Foi após a destruição das asas que o cérebro e o coração do demônio, localizados em suas costas, ficaram acessíveis e puderam ser perfurados pelas espadas e cortados pela katana. O gigante despencou diante dos olhos dos cruzados. Masamune estava ofegante, sua melancolia abalada. O toscano mais estável, porém todo salpicado de sangue.
– Obrigado. Você não é mais um calouro. – O guerreiro da Terra do Sol Nascente agradeceu.
Recebeu um discreto sorriso e teve o ombro do companheiro para se apoiar.
– Ele era mais forte do que você mediu. Percebi isso no começo. Mas não gosto de interferir nos assuntos alheios.
– Tudo tinha que acontecer como aconteceu, de acordo com a vontade de Deus. Da próxima vez, serei mais atento e cuidadoso.
– Não se cobre tanto. O que sei aprendi com você e demos nosso melhor hoje.
– Não posso me permitir erros tão primários. Fui um mau exemplo. Menos mal que não precisa mais de um instrutor, Lorenzo Cavalcanti. Já é seu próprio mestre.

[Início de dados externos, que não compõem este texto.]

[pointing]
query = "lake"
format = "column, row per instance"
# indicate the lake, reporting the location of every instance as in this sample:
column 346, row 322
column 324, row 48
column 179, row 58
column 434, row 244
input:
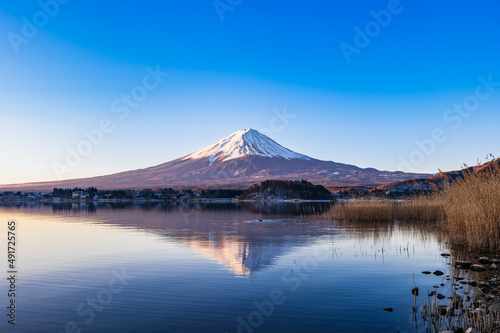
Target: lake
column 212, row 268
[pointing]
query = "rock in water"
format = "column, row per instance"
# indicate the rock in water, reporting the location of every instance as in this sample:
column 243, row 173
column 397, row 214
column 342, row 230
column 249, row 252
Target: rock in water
column 484, row 260
column 463, row 264
column 477, row 268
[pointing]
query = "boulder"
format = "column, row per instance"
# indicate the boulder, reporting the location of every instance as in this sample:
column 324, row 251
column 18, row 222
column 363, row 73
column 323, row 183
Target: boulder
column 477, row 268
column 484, row 260
column 463, row 264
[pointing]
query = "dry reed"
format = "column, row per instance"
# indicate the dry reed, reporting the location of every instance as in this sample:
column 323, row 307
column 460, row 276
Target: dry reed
column 472, row 209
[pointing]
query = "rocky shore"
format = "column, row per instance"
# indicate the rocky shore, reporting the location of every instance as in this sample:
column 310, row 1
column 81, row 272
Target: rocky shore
column 474, row 302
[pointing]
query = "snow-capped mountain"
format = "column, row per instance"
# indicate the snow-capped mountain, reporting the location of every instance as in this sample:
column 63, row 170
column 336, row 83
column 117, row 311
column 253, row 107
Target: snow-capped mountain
column 243, row 158
column 244, row 143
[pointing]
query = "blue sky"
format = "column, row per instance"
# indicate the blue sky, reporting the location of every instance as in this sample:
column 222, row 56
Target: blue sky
column 377, row 107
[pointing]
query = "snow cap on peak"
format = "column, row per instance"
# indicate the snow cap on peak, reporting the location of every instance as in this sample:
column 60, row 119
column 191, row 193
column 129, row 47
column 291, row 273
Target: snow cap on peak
column 243, row 143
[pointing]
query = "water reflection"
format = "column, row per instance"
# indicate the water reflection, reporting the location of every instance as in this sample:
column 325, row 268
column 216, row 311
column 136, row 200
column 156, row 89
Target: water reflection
column 240, row 236
column 198, row 267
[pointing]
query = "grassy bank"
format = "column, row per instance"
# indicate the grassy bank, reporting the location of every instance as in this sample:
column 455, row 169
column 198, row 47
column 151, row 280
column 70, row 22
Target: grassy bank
column 472, row 209
column 421, row 209
column 467, row 208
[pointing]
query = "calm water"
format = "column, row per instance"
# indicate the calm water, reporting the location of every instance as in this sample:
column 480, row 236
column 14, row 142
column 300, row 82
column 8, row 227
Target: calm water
column 213, row 268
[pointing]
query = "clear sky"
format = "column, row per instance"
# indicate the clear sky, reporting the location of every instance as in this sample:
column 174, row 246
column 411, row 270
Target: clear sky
column 372, row 83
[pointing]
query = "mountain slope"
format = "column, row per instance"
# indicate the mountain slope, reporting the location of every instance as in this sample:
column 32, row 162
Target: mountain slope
column 244, row 158
column 436, row 182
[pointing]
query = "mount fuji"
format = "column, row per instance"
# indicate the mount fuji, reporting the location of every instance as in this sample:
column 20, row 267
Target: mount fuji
column 243, row 158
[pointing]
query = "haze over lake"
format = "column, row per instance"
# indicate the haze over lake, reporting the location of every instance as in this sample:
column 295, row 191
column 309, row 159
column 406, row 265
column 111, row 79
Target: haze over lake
column 214, row 268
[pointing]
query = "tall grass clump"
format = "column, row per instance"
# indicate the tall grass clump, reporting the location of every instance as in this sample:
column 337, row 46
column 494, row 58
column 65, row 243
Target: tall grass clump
column 472, row 208
column 421, row 209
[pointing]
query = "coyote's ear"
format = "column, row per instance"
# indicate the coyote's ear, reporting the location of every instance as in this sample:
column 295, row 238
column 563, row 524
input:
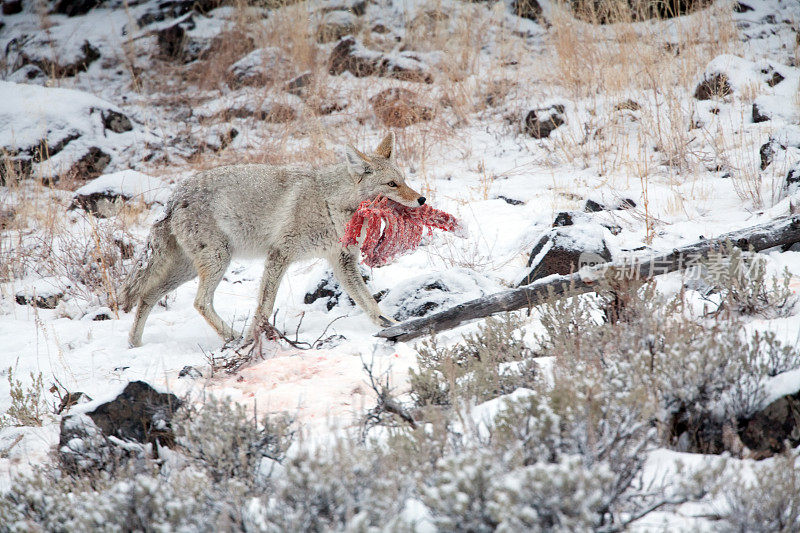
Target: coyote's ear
column 386, row 148
column 357, row 162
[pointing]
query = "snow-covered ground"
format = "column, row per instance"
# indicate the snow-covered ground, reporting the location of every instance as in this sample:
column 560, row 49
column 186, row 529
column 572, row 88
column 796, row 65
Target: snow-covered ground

Miguel logo reapareceria para abraçar seus novos amigos, a única família que lhe restara.
Alguns dias depois, um primo do falecido rei seria coroado em Castela.
O cruzado foi convidado para a cerimônia, mas fez questão de não comparecer. O que importava era que, com a morte do conde Henrique, Burgos recobrara a paz e, por um bom tempo, não seria visto nenhum demônio por aquelas bandas.